At day, or when the environment is not correct for them, they sporulate, forming neutrino sized spores which have a tendency to stick to the centromeres of treebark dwelling crustose lichens. In some places, though, where there are vast caverns or other dark spaces of appropriate humidity and flora, spongylls will overday and sleep: since these places are few in number (spongylls detest bat caves, and do generally sporulate if there's a batcave around), the population of spongylls that sleep rather than sporulate is rather small. 

The method of reproduction of spongylls is rather peculiar: rather than classical binary fission or sex, the spongylls reproduce by interference, as two spongylls can inhabit the same space at the same time: they set up a number of spongyll-eigenstates in the surrounding false-vacuum, and at the end of the reproduction cycle, either 3 or 7 spongylls are constructively interfered from the two original spongylls, which have now been resurrected as state-vectors amongst the new spongylls.

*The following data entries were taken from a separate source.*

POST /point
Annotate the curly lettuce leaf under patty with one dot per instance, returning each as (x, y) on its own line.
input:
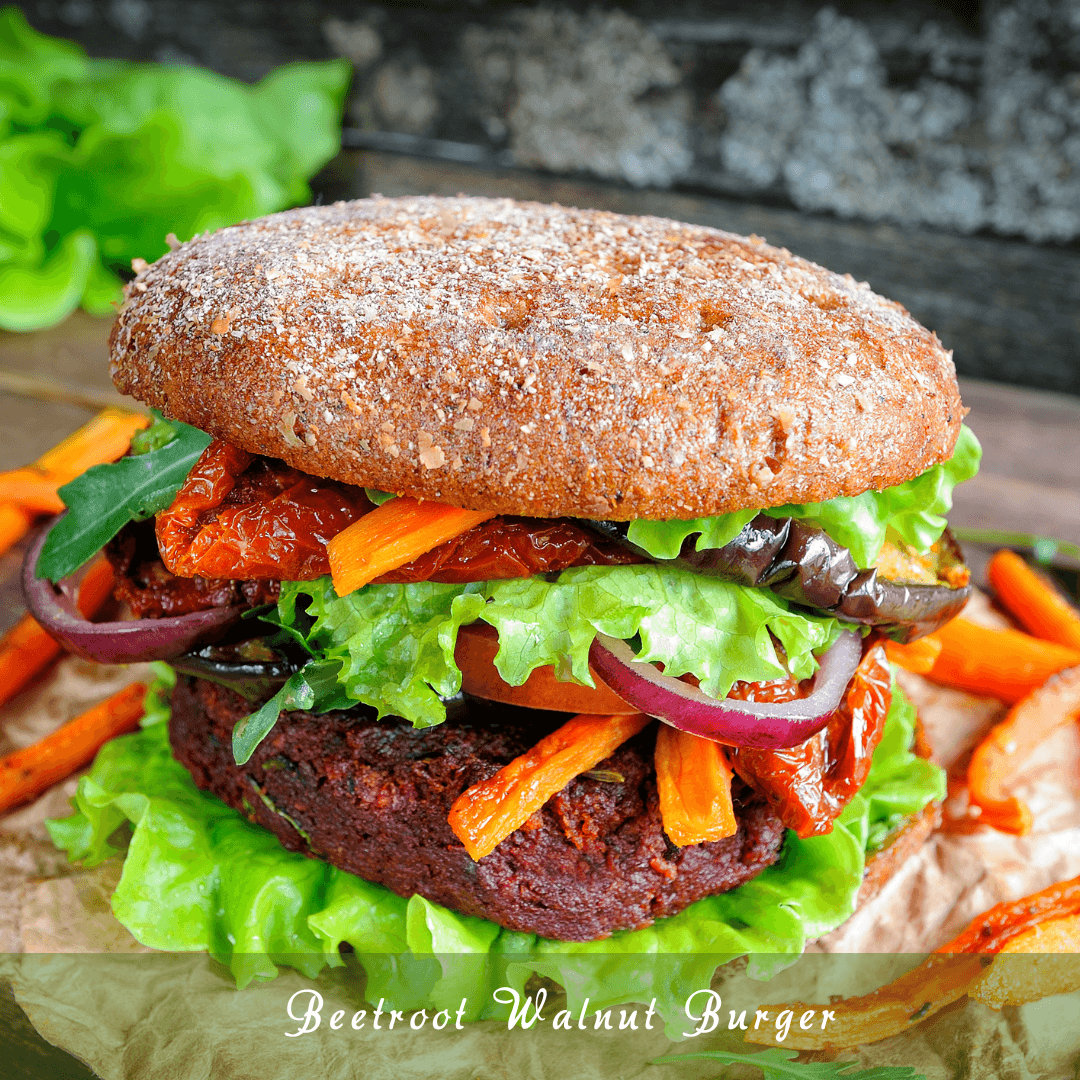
(198, 876)
(912, 512)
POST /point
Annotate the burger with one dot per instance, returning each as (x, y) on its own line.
(526, 574)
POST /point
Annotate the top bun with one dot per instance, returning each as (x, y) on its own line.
(537, 360)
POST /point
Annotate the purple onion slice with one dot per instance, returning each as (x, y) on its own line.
(765, 725)
(115, 643)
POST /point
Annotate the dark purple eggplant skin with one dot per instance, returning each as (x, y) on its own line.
(808, 567)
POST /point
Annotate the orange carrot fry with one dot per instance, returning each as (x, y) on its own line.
(918, 657)
(106, 437)
(1036, 604)
(14, 524)
(28, 772)
(393, 535)
(941, 979)
(998, 663)
(1010, 742)
(893, 1009)
(30, 491)
(693, 782)
(27, 649)
(486, 813)
(993, 930)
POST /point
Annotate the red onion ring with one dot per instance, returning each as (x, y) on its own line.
(115, 643)
(765, 725)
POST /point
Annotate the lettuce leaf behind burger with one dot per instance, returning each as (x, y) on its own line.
(198, 876)
(912, 512)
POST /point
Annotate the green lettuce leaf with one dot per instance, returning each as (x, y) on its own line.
(394, 644)
(912, 512)
(100, 159)
(105, 498)
(198, 876)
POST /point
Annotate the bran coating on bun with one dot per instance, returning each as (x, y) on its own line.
(535, 360)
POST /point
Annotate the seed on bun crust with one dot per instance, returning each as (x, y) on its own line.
(540, 361)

It should be said that in this way, the spongyll represents a sort of state of miscible life: rather than the pure death, the spongyll population is a kind of way-station for spongylls from here to their. 

If the conditions are just right, and you know the right syllables (something like "na khra gad taw pru bo"), and the moonlight is streaming down, and you see a spongyll, hold your hand out and say that phrase. The spongyll will stretch square and center itself with your hand.